Selection became stricter with the contingent.  It will have to be even
more strict.  Less people will enroll but they will have more aptitude.
Unfortunately, fewer will enroll because this movement to train doctors has
been so strong that no matter haw extensive and ambitious our plans, there
will come a time when we will have surplus of doctors.  We are not there
yet.  We have 33,000 or rather 31,000.  We will have 34,000 this year.  We
will go as high as 75,000.  In other words, we still need some 40,000.
This includes the replacement doctors for the sabbatical year.  We will
apply this concept not only to doctors but also in other fields.  We will
do it with professors, teachers and anyone else we can.

Therefore, our estimate is 75,000 doctors.  These are possibilities.  We
have said 10,000 will be our contribution to the Third World, whose tragic
situation we are all aware of.  We have helped the world, but the world has
also helped us.  We have helped the mountain people, but the mountain
people have also helped us.  It makes me very happy to see hundreds of
Havana students returning to the capital from Guantanamo Province, Sierra
Maestra, Ganma, Santiago, etc. because they learn a lot there.  They learn
and come back with a wealth of experience when they return to the capital.
You should see how much our doctors learn when they go to a Third World
country, how much they really come to appreciate what Cuba and the
Revolution stand for.  Those who were born after the beginning of the
Revolution discover what capitalism means in the underdeveloped world, what
the underdevelopment and terrible poverty afflicting these countries mean,
what the horrible injustice those nations have to experience means.

When we help them, we help ourselves.  Our internationalist doctors come
back with more awareness, feeling more revolutionary.  If our achievements
in this field had been predicted years ago they would have sounded like
wild dreams.  If in capitalist times the development officials had been
told they would have a polyclinic the dental clinic we visited this
morning--that was really a sophisticated place!  It even had a classroom.
Twenty-eight children with their teacher, who gave them their lessons while
one by one they were examined.  They even got lunch and a snack!

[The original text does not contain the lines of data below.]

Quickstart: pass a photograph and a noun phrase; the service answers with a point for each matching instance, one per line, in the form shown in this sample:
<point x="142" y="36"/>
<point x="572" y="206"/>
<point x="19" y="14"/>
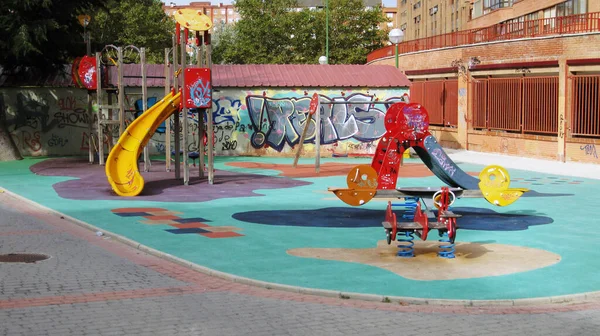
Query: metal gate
<point x="522" y="104"/>
<point x="440" y="98"/>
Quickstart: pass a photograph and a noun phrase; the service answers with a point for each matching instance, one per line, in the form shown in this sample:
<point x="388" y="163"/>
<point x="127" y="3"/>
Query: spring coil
<point x="410" y="203"/>
<point x="446" y="247"/>
<point x="406" y="241"/>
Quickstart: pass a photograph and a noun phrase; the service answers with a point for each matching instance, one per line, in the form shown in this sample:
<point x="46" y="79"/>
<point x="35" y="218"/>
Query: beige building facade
<point x="523" y="80"/>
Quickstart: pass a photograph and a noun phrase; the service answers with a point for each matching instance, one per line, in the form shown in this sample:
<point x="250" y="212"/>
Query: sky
<point x="386" y="3"/>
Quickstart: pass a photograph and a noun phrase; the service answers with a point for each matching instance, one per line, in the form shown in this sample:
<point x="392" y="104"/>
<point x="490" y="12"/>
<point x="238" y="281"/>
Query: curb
<point x="570" y="298"/>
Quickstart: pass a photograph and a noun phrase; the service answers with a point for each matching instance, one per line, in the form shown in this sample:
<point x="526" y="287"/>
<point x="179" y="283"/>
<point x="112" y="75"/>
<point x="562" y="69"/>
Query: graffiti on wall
<point x="280" y="121"/>
<point x="590" y="149"/>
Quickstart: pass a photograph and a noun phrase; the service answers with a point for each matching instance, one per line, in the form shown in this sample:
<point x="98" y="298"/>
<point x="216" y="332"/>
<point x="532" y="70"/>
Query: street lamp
<point x="327" y="29"/>
<point x="396" y="35"/>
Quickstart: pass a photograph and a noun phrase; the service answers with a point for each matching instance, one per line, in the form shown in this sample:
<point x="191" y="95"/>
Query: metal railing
<point x="440" y="98"/>
<point x="522" y="104"/>
<point x="585" y="105"/>
<point x="572" y="24"/>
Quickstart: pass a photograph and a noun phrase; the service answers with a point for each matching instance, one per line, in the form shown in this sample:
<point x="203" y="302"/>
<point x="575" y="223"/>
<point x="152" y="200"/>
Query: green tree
<point x="141" y="23"/>
<point x="42" y="35"/>
<point x="353" y="31"/>
<point x="272" y="32"/>
<point x="38" y="36"/>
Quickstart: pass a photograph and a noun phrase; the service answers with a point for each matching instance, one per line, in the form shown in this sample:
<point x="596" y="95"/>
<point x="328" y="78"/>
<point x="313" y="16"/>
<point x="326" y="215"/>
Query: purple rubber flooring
<point x="90" y="183"/>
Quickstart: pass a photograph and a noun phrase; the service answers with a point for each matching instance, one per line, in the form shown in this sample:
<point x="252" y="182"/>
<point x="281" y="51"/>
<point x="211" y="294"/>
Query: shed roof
<point x="247" y="75"/>
<point x="308" y="75"/>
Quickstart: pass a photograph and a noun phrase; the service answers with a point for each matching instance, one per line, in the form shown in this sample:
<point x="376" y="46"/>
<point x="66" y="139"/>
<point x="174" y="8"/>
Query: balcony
<point x="573" y="24"/>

Imagine if anyone had asked the development officials for something like
this under capitalism.  If they had been told that they would train
doctors.  Would anyone really have believed it?  I say that one of the
things that best expresses that spirit and capacity of the Revolution is
this institution and this health field.  Although half of our doctors were
taken away from us, there is no Third World country with better health
figures than Cuba.  There are many rich developed countries that do not
have the health figure Cuba has.  We will not allow these achievements,
this vanguard position to be snatched away from us.  If we earned them
starting with 3,000 doctors, what won't we be able to achieve with 50 or
60,000?  I think that anyone can understand that.

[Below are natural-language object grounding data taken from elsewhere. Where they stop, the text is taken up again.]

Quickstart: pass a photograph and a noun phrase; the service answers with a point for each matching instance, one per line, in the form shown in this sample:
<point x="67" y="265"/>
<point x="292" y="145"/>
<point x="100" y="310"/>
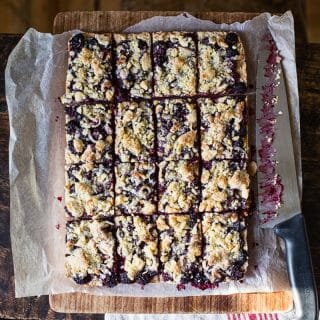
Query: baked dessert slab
<point x="135" y="188"/>
<point x="133" y="65"/>
<point x="224" y="186"/>
<point x="90" y="253"/>
<point x="135" y="133"/>
<point x="88" y="133"/>
<point x="178" y="186"/>
<point x="180" y="247"/>
<point x="225" y="249"/>
<point x="223" y="128"/>
<point x="137" y="249"/>
<point x="177" y="137"/>
<point x="89" y="191"/>
<point x="221" y="62"/>
<point x="174" y="59"/>
<point x="89" y="74"/>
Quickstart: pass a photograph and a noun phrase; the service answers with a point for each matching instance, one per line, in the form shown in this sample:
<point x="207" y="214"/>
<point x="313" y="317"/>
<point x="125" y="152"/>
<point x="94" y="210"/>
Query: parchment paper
<point x="35" y="78"/>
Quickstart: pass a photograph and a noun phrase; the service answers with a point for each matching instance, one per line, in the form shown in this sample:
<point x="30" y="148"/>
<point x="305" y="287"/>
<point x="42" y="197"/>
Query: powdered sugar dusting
<point x="271" y="187"/>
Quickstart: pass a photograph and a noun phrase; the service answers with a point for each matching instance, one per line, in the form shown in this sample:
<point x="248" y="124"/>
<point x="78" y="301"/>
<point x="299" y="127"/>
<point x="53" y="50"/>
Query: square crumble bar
<point x="221" y="62"/>
<point x="89" y="191"/>
<point x="180" y="247"/>
<point x="178" y="186"/>
<point x="174" y="55"/>
<point x="133" y="65"/>
<point x="224" y="186"/>
<point x="177" y="137"/>
<point x="90" y="255"/>
<point x="224" y="133"/>
<point x="135" y="188"/>
<point x="88" y="133"/>
<point x="225" y="253"/>
<point x="89" y="75"/>
<point x="137" y="249"/>
<point x="135" y="136"/>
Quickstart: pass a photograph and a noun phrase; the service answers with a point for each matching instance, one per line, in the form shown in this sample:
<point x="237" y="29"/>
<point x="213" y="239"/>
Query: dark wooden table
<point x="308" y="63"/>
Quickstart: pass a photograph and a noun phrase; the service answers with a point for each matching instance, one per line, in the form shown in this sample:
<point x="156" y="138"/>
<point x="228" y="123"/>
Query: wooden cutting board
<point x="106" y="21"/>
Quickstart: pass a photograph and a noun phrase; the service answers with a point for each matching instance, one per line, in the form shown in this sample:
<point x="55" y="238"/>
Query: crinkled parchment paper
<point x="35" y="78"/>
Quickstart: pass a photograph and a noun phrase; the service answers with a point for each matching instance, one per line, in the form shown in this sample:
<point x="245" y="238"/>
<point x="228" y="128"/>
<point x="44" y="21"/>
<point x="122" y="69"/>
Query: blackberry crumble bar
<point x="89" y="75"/>
<point x="88" y="133"/>
<point x="134" y="132"/>
<point x="137" y="249"/>
<point x="135" y="188"/>
<point x="180" y="247"/>
<point x="225" y="186"/>
<point x="176" y="129"/>
<point x="174" y="55"/>
<point x="221" y="61"/>
<point x="178" y="186"/>
<point x="223" y="128"/>
<point x="90" y="256"/>
<point x="225" y="254"/>
<point x="133" y="65"/>
<point x="89" y="190"/>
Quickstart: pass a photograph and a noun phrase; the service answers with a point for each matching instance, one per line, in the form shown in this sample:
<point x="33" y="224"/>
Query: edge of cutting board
<point x="236" y="303"/>
<point x="116" y="21"/>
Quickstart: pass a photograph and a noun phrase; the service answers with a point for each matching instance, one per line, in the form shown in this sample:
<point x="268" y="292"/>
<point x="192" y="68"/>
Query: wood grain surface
<point x="308" y="64"/>
<point x="108" y="21"/>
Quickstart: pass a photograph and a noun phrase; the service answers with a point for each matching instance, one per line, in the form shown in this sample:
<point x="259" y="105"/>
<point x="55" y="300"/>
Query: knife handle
<point x="301" y="276"/>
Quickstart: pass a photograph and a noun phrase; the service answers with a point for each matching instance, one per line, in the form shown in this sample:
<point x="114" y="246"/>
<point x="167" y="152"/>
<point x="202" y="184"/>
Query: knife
<point x="289" y="224"/>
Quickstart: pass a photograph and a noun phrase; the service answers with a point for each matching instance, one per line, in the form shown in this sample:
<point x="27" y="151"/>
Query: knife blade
<point x="282" y="144"/>
<point x="289" y="223"/>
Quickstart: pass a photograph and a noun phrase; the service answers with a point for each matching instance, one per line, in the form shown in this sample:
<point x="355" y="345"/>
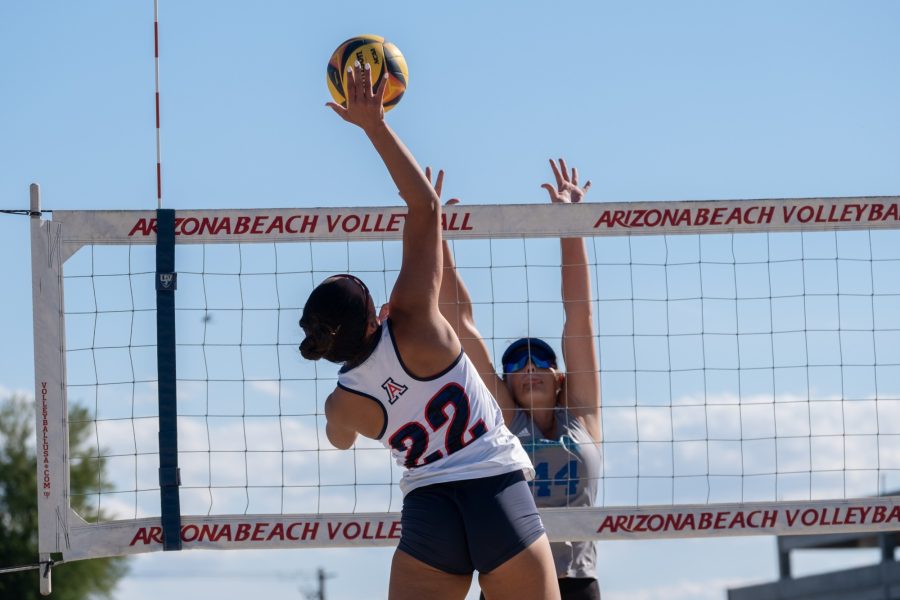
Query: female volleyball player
<point x="556" y="416"/>
<point x="406" y="382"/>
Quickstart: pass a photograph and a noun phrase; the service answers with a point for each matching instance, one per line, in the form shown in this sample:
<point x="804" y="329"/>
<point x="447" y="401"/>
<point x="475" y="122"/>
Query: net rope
<point x="734" y="367"/>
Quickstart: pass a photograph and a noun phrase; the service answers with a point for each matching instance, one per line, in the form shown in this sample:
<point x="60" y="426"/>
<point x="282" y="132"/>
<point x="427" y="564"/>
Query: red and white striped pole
<point x="156" y="64"/>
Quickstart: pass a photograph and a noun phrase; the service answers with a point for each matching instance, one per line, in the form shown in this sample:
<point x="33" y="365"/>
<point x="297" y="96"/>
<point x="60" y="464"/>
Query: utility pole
<point x="321" y="576"/>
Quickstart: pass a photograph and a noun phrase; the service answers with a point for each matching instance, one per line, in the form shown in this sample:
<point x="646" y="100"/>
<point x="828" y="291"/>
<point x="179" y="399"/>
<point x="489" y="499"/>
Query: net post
<point x="169" y="475"/>
<point x="44" y="574"/>
<point x="51" y="417"/>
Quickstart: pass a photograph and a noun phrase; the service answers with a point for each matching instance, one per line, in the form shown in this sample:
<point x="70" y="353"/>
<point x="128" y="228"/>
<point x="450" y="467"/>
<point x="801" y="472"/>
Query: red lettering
<point x="140" y="536"/>
<point x="259" y="532"/>
<point x="394" y="533"/>
<point x="191" y="222"/>
<point x="895" y="514"/>
<point x="351" y="223"/>
<point x="352" y="534"/>
<point x="605" y="219"/>
<point x="189" y="533"/>
<point x="792" y="516"/>
<point x="333" y="531"/>
<point x="225" y="534"/>
<point x="258" y="224"/>
<point x="394" y="222"/>
<point x="224" y="225"/>
<point x="809" y="517"/>
<point x="736" y="215"/>
<point x="142" y="227"/>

We are not going to let go of these truly impressive successes, the
progress we have achieved in this field.  We will not go backwards.  I feel
we are going to make even more progress.

What will Sancti Spiritus look like in 10 years' time when all of you are
specialists?  When there are hundreds and hundreds of specialists?  When
the whole area is covered?  When all the factories, schools, and child care
centers are covered?  When we have all the new experience, equipment, all
these new pharmaceutical products, the new equipment we are devising or
acquiring in full use?

These are the thoughts I wanted to share with you, comrades, on this
occasion.  I wanted to say how satisfied we are with this gathering.  I
wanted to thank you for your motivation, your successes, your effort, and
to urge you all--professors, students, doctors, family doctors--to double
your efforts and carry on so that in the not too distant future you will
feel even more satisfied and happy about the health successes that the
Revolution has wrought for the benefit of the people.